The United States has not disestablished an Indian reservation for more than half a century.

“Now the tribe’s reservation is hanging by a thread and they have been left to defend their land on their own,” Keating said. “This is an existential threat.”

Keating said it will be nearly impossible for the Wampanoag to engage in any kind of true self government without support from Congress.

“No economic development. No tribal headquarters. No elder housing. No pre-K programs,” Keating said. “It means being treated as a second-class tribe with no future.”

The land in trust dispute reached the national political stage last week after President Donald Trump criticized the bill on Twitter.

Trump called the legislation a “special-interest casino bill” backed by Massachusetts Sen. Elizabeth Warren, a Democratic presidential candidate.

He called the legislation unfair and said it “doesn’t treat Native Americans equally!” Trump urged Republicans to oppose the bill.

Keating contends that Trump opposes the bill because of “his well-documented alliance” with a lobbyist for two Rhode Island casinos that would compete with the First Light Resort and Casino planned by the Mashpee Wampanoag.

Trump supporter and chairman of the American Conservative Union, Matt Schlapp, has publicly criticized the legislation and linked it to Warren, who is a frequent critic of the president.

Warren co-sponsored a Senate version of the bill during the last Congress but has not committed on the newest legislative effort.

Schlapp represents Twin River Management Group, a private company that owns two casinos in Rhode Island. Federal records show that Twin River has paid Schlapp’s firm, Cove Strategies, $30,000 for its work in 2019.

Schlapp is also married to White House strategic communications director Mercedes Schlapp.

“Throughout this process we have seen gross mischaracterization and outright lying for personal and financial gain,” Keating said.

Keating said the legislation is not about gaming or picking winners and losers.

“It’s simply about a tribe’s rightful place in its native land. That’s all,” he said.

The legislation is being strongly opposed by Rhode Island’s congressional delegation.

They saw allowing the tribe to build a casino in Taunton will severely impact the finances of the two casinos already operating in that state.

Only two House Democrats opposed the bill – both of whom are from Rhode Island.

They said the measure amounted to “reservation shopping” by allowing the tribe to build a casino nearly 50 miles from its ancestral home on Cape Cod.

Rep. David Cicilline, D-R.I., said the approval of the bill could “open the flood gates” to other tribes across the country to hire lobbyists to push for off-reservation casinos.

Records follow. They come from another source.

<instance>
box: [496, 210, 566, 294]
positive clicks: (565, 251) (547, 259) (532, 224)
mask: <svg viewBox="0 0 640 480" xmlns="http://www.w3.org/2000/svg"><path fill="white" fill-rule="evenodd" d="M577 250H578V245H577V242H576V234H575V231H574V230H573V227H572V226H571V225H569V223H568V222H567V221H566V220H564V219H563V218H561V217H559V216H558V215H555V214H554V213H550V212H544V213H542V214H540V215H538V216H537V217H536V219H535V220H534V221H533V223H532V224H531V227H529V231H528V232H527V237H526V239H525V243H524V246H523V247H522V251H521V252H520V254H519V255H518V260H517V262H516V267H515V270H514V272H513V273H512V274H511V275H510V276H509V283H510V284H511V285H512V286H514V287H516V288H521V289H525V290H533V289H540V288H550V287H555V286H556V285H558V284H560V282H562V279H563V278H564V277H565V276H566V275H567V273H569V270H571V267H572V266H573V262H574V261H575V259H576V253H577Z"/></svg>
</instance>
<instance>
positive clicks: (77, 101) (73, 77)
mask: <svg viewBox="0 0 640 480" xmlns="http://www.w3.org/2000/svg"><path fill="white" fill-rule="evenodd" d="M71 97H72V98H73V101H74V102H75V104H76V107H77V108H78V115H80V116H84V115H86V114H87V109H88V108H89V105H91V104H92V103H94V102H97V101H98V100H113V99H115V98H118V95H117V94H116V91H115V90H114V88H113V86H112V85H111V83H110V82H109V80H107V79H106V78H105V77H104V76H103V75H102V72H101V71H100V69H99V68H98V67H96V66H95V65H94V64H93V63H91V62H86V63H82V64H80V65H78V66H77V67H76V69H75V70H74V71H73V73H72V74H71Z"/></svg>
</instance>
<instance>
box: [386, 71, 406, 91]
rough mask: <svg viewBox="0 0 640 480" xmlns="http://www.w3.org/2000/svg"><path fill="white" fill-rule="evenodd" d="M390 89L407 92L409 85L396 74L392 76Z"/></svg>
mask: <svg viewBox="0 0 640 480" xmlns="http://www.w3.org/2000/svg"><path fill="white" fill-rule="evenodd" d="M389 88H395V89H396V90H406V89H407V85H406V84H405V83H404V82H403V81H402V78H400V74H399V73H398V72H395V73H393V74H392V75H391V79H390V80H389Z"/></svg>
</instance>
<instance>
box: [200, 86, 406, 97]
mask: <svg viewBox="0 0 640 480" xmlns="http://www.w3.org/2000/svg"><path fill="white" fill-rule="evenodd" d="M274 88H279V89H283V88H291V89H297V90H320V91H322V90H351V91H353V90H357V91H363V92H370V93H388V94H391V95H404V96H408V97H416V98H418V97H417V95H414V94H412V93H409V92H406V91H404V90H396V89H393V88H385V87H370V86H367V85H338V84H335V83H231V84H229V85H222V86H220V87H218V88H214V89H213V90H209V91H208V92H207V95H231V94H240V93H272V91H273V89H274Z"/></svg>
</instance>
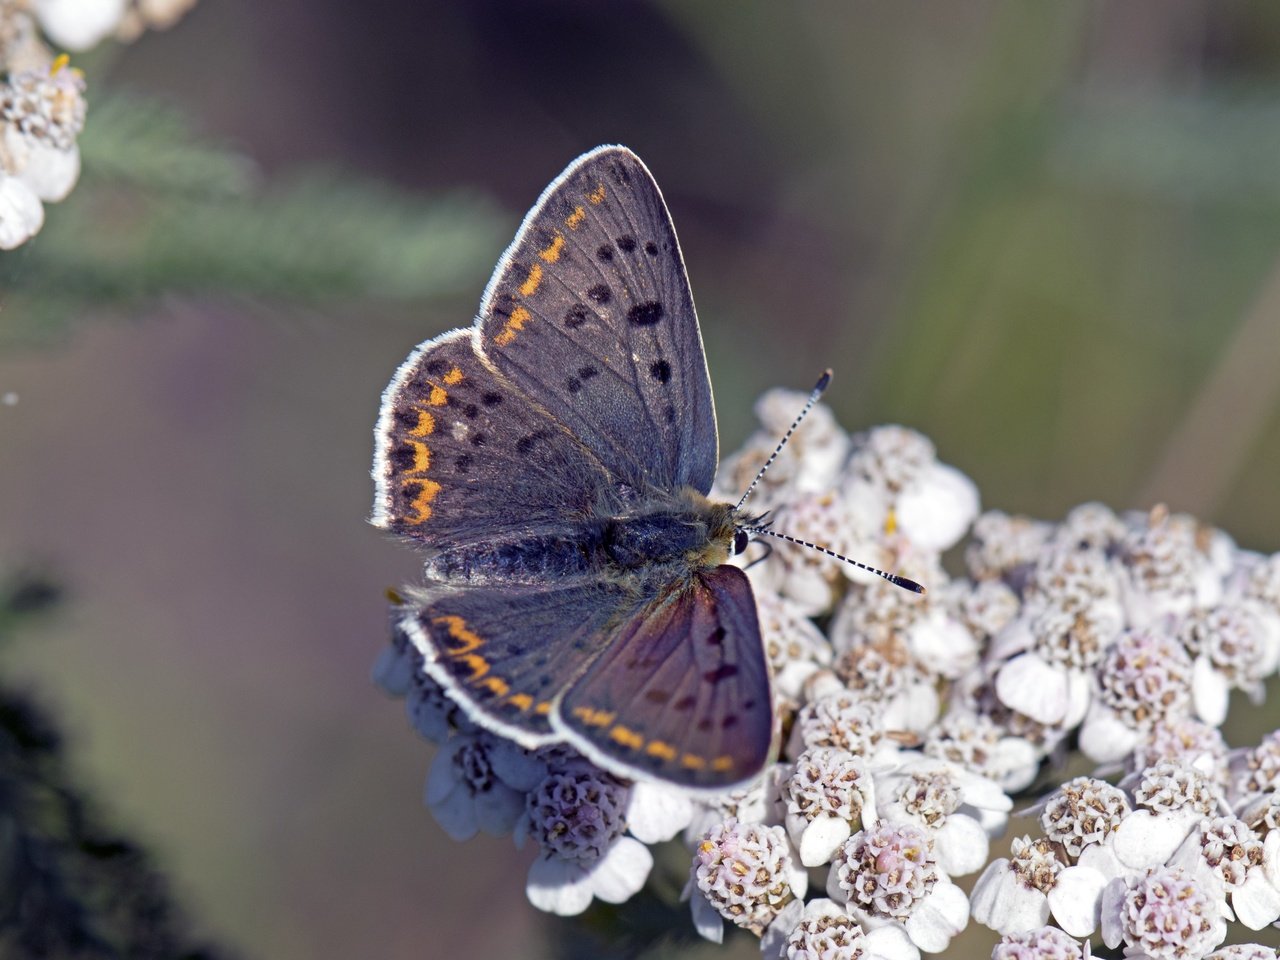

Tribal Chairman Cedric Cromwell said the bill was an honorable legislative effort to correct the wrongs that have been perpetrated against the Wampanoag Tribe over the years, and would ensure that its people would have a chance to be self-sufficient.

“Out Tribe has suffered so much in the past from the United States’ failure to protect our land,” Cromwell said. “the House of Representatives acted to change that history, and to help us take one step closer towards a better and more secure future for the Mashpee people.”

The passage of the bill also received praise by the Town of Mashpee and the City of Taunton.

“The town believes that this legislation is critical to maintaining the cultural and economic viability of the tribe, and, further, that it will prevent the tribe’s current reservation from being taken out of trust, which would create a host of uncertainties that could undermine the interests of both the town and tribe and cause jurisdictional confusion and hardship for both our governments,” said Mashpee Town Manager Rodney Collins.

The bill will now head to the Senate.


Material from the Associated Press was used in this article.